O drama desse povo foi revelado pelo Correio, a partir de uma inciativa de Gleice, que procurou o jornal. As entrevistas com os doentes de Araras renderam uma série de reportagem, iniciada em 4 de outubro de 2009. Com ela, Gleice Machado passou a cobrar das autoridades a dívida centenária com os doentes e Araras. Logo em seguida, ela recebeu o diagnóstico das pintas que começavam a tomar conta do rosto do filho, Alisson Wendel. Aos 7 anos, era o mais recente portador de xeroderma no povoado.
Em vez de esmorecer, Gleice ganhou mais força e passou a cobrar ainda mais dos governantes. Mas as medidas para darem esperança àquela gente abandonada ainda demandaria tempo. Nos primeiros meses após as reportagens do Correio, a Secretaria de Saúde de Goiás resistia em dar mais atenção aos doentes de Araras. Afirmava não poder fazer nada além das consultas e cirurgias para retirada de tumores dos pacientes. Negava até distribuição gratuita de protetor solar, essencial na prevenção.
Somente quatro meses depois autoridades goianas começaram a tomar as primeiras providências para assistir os 21 moradores do vilarejo portadores do mal.
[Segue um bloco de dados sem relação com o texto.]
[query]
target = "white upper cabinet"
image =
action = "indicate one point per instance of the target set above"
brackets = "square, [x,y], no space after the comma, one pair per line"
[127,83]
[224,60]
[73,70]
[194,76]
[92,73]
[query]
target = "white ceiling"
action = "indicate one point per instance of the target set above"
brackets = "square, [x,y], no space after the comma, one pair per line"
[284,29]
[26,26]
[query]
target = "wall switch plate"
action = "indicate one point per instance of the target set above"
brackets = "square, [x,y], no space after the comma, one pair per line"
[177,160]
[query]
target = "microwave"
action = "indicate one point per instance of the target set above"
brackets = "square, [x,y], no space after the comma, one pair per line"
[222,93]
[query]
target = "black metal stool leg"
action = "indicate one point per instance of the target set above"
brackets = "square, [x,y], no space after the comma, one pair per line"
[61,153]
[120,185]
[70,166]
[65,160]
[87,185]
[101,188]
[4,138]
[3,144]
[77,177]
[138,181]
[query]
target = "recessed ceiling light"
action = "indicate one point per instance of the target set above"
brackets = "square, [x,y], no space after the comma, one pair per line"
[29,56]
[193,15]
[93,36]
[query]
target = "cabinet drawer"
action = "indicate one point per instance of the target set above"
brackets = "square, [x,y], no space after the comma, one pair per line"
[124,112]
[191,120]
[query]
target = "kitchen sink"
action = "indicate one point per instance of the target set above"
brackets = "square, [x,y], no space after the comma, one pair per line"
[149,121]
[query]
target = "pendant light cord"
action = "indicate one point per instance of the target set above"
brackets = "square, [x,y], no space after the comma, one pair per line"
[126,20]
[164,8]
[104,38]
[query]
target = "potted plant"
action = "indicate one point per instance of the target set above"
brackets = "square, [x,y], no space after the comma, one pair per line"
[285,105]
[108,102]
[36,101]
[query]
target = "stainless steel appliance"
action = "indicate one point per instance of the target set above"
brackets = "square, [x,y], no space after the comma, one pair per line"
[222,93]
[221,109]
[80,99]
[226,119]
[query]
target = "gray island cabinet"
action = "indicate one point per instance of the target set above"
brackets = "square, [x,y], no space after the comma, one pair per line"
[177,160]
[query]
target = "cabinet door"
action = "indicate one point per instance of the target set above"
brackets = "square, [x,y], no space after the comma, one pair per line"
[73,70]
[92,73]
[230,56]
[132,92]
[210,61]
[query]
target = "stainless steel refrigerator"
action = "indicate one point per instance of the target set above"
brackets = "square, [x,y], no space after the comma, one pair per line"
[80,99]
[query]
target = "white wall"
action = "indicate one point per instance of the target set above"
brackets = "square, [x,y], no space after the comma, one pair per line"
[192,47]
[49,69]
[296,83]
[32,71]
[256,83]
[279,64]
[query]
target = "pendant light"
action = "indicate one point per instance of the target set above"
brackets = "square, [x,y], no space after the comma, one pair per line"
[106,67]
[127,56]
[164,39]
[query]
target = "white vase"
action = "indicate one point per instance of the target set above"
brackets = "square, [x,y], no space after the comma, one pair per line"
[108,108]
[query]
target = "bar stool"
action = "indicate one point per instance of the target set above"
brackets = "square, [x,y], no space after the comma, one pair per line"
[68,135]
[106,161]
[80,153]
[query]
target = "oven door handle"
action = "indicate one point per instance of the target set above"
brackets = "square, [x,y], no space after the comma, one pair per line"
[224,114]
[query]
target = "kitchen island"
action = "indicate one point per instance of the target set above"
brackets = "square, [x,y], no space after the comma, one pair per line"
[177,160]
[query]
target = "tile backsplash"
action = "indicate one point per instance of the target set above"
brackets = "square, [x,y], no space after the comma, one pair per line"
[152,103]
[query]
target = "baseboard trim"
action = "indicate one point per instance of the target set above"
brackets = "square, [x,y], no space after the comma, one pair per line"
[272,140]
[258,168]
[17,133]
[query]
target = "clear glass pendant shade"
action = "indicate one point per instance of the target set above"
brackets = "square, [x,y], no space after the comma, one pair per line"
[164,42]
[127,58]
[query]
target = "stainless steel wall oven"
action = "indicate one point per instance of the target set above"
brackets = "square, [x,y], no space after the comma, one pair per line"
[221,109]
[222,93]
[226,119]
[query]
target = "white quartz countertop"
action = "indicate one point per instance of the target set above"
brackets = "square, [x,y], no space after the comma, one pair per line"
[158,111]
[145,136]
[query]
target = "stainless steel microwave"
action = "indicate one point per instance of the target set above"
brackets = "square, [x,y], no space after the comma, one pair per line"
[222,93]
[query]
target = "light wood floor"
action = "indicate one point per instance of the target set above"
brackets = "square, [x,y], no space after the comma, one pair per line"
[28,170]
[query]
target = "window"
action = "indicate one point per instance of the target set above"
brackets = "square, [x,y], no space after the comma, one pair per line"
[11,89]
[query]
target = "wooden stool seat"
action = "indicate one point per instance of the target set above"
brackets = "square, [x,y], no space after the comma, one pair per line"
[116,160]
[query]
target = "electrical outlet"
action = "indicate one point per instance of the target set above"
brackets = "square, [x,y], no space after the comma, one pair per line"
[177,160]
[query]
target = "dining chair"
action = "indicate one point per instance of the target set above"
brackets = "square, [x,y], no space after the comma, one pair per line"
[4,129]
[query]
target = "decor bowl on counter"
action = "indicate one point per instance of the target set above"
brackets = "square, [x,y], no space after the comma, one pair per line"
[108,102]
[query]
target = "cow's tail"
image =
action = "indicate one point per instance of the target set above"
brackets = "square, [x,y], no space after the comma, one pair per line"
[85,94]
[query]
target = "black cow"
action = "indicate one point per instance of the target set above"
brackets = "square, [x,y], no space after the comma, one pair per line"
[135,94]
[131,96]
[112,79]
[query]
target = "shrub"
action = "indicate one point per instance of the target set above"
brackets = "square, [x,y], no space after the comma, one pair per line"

Por iniciativa do Ministério Público estadual, representantes da área de saúde de Goiás organizaram uma força-tarefa para atender os doentes. Desde então, unidos em uma associação, os pacientes de Araras têm conseguido maior atenção do Estado.
Sob pressão do Ministério Público, a Secretaria de Saúde criou um ambulatório só para os portadores de xeroderma, no Hospital Geral de Goiânia (HGG). A unidade ainda não se concretizou, mas os pacientes que esperavam até dois meses para um atendimento médico fazem consultas semanais com uma equipe especializada. A comunidade acadêmica também reagiu.
Geneticistas da Universidade de São Paulo (USP) e da Universidade Federal de Goiás (UFG) estudam o caso desde 2010. Além de examinar os 21 pacientes de Araras, coletaram material genético de todos os familiares dessas pessoas, gente sem manifestações da doença, mas que tem tudo para adquiri-la. A equipe médica pretende identificar casos suspeitos para realizar um trabalho preventivo a fim de evitar a disseminação do xeroderma na comunidade e minimizar os efeitos nos novos portadores. No entanto, um trabalho demorado e sem a garantia de sucesso.
Na luta quase solitária para chamar atenção aos doentes da sua comunidade, Gleice Machado decidiu escrever um livro. Ela reuniu as reportagens do Correio e de outros jornais que se interessaram pela história, artigos dos especialistas que estudam o caso e depoimentos dos pacientes, além de impressões próprias. Com apoio de um empresário goiano e de instituições públicas e privadas, lançou a publicação, intitulada Nas asas da esperança. Que Deus continue abençoando ricamente essa guerreira e o trabalho que realiza!